The start of 2026 has not matched President Donald Trump’s confidence that the economy would accelerate rapidly this year, according to recent U.S. economic data and market updates. The most visible early signs include a drop in jobs during February, a spike in gasoline prices after the Iran-related attacks that began Feb. 28, and a pullback in stock market levels that Trump has cited as a yardstick for his economic record.
The contrast is likely to matter politically as Trump and Republicans weigh how the economy is being perceived by voters ahead of this year’s midterms. With tariffs policy still a live issue and the Iran conflict now adding pressure to energy costs, the administration is presenting the early period as too soon to judge whether growth will strengthen later in the year.
Job market data reviewed by the Associated Press showed that Friday’s employment report indicated job losses of 92,000 in February. The figures for January and December were revised downward as well, with December swinging to a loss of 17,000 jobs. The report described a trend of weakness continuing even though the monthly data can be “rocky,” and it said the job picture worsens when excluding the health care sector.
Trump has repeatedly linked his economic message to whom he says jobs go to, including comments about jobs for people born in the U.S. The AP said the latest figures undercut that argument, pointing to an unemployment-rate increase for people born in the U.S. that climbed over the past 12 months to 4.7% from 4.4%.
Gas prices also moved in the opposite direction of Trump’s recent energy-cost argument. In a February speech in Texas just before the U.S. and Israel attacked Iran, Trump said, “Slashing energy costs is among the most important actions we can take to bring down prices for American consumers,” and he added, “Because when you cut the cost of energy, you really cut — you just cut the cost of everything.”
But the AP reported that attacks against Iran that began Feb. 28 “crushed” that narrative for the moment. It cited AAA for the change, saying gasoline prices jumped 19% over the past month to a national average of $3.45. It also cited a Goldman Sachs analyst note warning that persistent higher oil prices could push inflation higher, from 2.4% in January to 3% by the end of the year.
As oil prices rose above $100 per barrel for the first time since 2022, the AP said Trump sought to frame the spike as temporary. He posted on social media: “Short term oil prices, which will drop rapidly when the destruction of the Iran nuclear threat is over, is a very small price to pay for U.S.A., and World, Safety and Peace. ONLY FOOLS WOULD THINK DIFFERENTLY!”

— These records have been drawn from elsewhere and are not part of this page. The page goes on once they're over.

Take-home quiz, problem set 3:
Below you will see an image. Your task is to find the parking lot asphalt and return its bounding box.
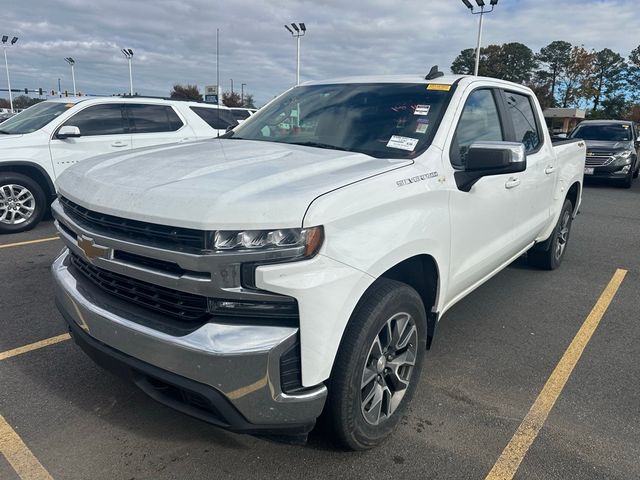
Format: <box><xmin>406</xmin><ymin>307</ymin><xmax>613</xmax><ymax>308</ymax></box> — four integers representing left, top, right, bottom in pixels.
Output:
<box><xmin>0</xmin><ymin>182</ymin><xmax>640</xmax><ymax>480</ymax></box>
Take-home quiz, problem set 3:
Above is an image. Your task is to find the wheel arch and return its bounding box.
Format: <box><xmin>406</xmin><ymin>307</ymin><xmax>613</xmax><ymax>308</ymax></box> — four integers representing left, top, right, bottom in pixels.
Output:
<box><xmin>376</xmin><ymin>254</ymin><xmax>440</xmax><ymax>348</ymax></box>
<box><xmin>0</xmin><ymin>161</ymin><xmax>56</xmax><ymax>203</ymax></box>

Market indicators have likewise softened from earlier highs, even as Trump has highlighted stock benchmarks. At the White House on Thursday, he said: “You know, we set the all-time record in history with the Dow going to 50,000.” The AP reported that the Dow Jones Industrial Average has dropped 5% over the past month. It also noted that stocks have risen during Trump’s presidency compared with levels during the Biden administration, and that a downturn could be reversed if the Iran conflict ends and companies deliver stronger profits.
One reason for attention to the stock market is that it can reflect how investors view the economy, including differences in confidence between people who own stocks and those who do not. In February, Joanne Hsu, director of the University of Michigan’s surveys of consumers, said a “sizable” increase in sentiment among people owning stocks was “fully offset” by a decline among consumers without stock holdings.
Beyond headline growth, the AP reported that productivity has increased while pay has not necessarily kept pace for workers. It said business sector labor productivity climbed 2.8% in the fourth quarter of last year, per the Labor Department report Thursday. However, it added that Mike Konczal, senior director of policy and research at the Economic Security Project, said labor’s share of income last year fell to the lowest level on record.
Trump’s broader campaign comparison to the Biden administration has focused on inflation and growth, including his characterization of the prior period. In January at the World Economic Forum in Davos, Switzerland, he said, “Under the Biden administration, America was plagued by the nightmare of stagflation, meaning low growth and high inflation — a recipe for misery, failure and decline.” The AP said the “scoreboard” differs, describing U.S. growth at a 2.8% pace during Biden’s last year compared with 2.2% under Trump in 2025, and it said the personal consumption expenditures price index was 2.6% in both 2024 and 2025.
The AP also noted that even though Trump avoided the inflation spikes that he said affected Biden, the early data has not shown stronger growth or more hiring so far. A previous version of the AP story misspelled the name of Joanne Hsu; the report corrected that spelling.